Government sources form the authoritative foundation. Corporate registrations, Secretary of State filings, franchise disclosures, and professional licenses establish the legal identity map of U.S. businesses. Because every record originates from a government body, provenance is clear — making this layer essential for KYB, compliance, and due diligence workflows.

Online sources capture the operational reality of a business — websites, directories, review platforms, and social profiles. This data is inherently dynamic and often reflects changes in hours, location, or status before they appear in any official filing. That makes online sources a critical early-signal layer, keeping entity profiles current between government record updates.
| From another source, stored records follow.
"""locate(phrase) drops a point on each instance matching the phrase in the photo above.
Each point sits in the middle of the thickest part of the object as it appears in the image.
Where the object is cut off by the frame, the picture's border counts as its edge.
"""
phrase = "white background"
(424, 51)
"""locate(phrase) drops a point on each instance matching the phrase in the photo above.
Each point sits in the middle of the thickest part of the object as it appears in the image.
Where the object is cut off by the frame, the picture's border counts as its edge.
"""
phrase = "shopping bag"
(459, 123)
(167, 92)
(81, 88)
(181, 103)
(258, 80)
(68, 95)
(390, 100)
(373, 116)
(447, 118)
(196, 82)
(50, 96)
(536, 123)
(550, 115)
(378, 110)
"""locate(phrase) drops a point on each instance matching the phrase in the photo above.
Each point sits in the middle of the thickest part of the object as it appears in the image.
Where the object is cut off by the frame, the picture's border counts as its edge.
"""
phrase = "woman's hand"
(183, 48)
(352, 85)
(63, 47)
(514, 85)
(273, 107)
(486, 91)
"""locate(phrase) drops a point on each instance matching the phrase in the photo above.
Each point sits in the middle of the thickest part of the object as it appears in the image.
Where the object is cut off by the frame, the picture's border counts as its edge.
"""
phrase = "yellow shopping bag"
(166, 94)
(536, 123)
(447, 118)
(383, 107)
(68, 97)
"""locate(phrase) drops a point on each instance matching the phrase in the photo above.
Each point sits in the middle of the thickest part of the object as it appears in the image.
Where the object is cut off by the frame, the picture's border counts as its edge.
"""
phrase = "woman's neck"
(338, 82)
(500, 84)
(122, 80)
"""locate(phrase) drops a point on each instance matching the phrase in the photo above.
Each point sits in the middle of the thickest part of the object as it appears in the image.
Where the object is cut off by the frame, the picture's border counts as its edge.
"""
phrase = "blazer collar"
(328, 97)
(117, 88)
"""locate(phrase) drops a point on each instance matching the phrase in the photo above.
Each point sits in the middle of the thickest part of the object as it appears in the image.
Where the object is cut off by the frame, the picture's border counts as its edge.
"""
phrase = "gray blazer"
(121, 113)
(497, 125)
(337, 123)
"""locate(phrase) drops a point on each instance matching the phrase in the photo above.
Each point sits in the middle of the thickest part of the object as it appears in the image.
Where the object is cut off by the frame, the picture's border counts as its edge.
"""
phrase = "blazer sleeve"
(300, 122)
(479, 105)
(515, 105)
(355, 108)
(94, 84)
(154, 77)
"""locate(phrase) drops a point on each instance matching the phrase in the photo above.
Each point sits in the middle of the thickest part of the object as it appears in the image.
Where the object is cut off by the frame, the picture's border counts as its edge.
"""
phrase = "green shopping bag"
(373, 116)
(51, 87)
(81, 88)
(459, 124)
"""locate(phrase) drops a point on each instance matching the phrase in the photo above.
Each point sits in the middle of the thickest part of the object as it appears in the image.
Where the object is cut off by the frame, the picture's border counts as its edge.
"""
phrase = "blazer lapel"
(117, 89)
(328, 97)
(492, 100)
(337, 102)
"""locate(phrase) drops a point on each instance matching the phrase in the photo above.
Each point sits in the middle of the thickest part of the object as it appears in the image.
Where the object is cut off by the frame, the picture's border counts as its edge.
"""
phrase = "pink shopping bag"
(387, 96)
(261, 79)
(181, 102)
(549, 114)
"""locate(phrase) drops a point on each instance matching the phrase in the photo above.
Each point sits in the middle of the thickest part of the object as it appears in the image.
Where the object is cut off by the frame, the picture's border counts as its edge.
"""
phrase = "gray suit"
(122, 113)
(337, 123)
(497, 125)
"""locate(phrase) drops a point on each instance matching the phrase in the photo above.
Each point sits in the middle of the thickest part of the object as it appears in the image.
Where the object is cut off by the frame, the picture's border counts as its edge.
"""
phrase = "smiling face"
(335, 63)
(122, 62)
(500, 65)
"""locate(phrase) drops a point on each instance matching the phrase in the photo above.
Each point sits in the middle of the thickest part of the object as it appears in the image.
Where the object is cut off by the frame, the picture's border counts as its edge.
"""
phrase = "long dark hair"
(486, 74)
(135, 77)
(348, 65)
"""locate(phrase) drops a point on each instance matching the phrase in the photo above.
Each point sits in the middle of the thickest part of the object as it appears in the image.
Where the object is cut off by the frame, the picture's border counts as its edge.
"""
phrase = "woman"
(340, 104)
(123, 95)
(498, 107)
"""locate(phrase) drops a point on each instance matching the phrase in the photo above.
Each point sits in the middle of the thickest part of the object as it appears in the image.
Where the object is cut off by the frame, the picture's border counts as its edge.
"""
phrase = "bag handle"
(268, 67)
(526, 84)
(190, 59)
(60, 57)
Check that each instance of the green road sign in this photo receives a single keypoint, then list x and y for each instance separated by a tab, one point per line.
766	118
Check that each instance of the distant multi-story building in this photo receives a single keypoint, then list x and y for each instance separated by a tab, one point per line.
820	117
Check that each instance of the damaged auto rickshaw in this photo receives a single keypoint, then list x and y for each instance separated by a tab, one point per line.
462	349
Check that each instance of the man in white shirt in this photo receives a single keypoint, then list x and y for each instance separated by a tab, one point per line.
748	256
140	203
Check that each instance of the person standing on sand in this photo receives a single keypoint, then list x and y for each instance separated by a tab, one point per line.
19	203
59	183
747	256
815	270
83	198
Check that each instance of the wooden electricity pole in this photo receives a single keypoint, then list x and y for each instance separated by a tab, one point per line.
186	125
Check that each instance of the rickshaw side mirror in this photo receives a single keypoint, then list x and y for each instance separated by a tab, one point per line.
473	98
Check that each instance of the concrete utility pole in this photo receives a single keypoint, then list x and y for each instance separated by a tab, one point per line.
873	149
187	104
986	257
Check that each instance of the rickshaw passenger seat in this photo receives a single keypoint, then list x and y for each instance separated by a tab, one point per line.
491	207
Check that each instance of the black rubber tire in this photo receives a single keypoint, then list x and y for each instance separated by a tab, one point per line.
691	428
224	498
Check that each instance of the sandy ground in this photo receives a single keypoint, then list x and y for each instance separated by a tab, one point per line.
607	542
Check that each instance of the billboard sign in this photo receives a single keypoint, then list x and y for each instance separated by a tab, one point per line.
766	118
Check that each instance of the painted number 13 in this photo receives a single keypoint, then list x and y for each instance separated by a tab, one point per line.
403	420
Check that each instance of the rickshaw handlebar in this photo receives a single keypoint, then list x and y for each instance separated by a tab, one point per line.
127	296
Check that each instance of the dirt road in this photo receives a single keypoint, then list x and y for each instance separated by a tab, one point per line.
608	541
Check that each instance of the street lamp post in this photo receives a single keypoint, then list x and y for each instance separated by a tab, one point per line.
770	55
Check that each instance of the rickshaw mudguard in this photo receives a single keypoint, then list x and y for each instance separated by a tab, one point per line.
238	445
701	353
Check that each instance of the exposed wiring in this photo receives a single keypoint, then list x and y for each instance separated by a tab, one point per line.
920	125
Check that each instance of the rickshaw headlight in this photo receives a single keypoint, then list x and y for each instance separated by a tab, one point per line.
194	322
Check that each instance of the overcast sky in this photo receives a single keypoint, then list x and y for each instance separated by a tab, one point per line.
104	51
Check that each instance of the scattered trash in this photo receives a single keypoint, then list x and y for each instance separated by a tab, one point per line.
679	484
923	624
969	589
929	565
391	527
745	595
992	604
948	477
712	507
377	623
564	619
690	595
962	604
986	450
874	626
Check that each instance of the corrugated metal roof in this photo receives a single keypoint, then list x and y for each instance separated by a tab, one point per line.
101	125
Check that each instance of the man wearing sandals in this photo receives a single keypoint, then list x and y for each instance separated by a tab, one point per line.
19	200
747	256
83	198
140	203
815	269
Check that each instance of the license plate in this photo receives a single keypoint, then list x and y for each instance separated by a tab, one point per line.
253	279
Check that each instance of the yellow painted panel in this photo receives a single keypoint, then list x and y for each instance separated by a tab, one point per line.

Third-party providers extend coverage with targeted insights such as enriched firmographics and contact information. Rather than treated as ground truth, third-party data is weighted and reconciled against other sources to extend attribute breadth without compromising data integrity.

Card panel data is sourced from a consortium of issuer banks aggregating actual card transaction data at the merchant level. This delivers real revenue trends, transaction volumes, customer counts, and growth rates derived from what businesses actually earn — across 750M+ credit and debit cards in the U.S.


Data Quality

Enigma validates data quality continuously against labeled ground truth data. Key precision benchmarks:

AreaMetric
Entity linking — brands to legal entities95% precision
Entity linking — brands to operating locations94% of brands have complete location links
Industry classification — NAICS code assignments98% precision
Location data — operating location status and addresses95% precision
Card revenue estimates — within ±30% of actual values67% of brands

For a detailed walkthrough of Enigma's data quality methodology, see the Enigma Data Quality whitepaper. For card revenue accuracy specifics, see Understanding Card Revenue Data.


Data Delivery

The output of Enigma's data pipeline is available through three delivery channels:

  • Bulk file delivery — for customers who want to work with the full dataset. Files are delivered in CSV or Parquet format to the Enigma Console, your S3 bucket, or an SFTP server. Best for list generation, market analysis, and offline enrichment workflows.
  • Enigma API — for real-time query and enrichment use cases. The GraphQL API lets you search and retrieve entity data programmatically, record by record, and integrate it directly into your applications or underwriting workflows. See the GraphQL API guide.
  • Agentic workflows — for automated decisioning and orchestration. Enigma's MCP server exposes entity data as tools that AI agents can call directly, enabling natural language queries and automated enrichment pipelines. See the AI & MCP integrations guide.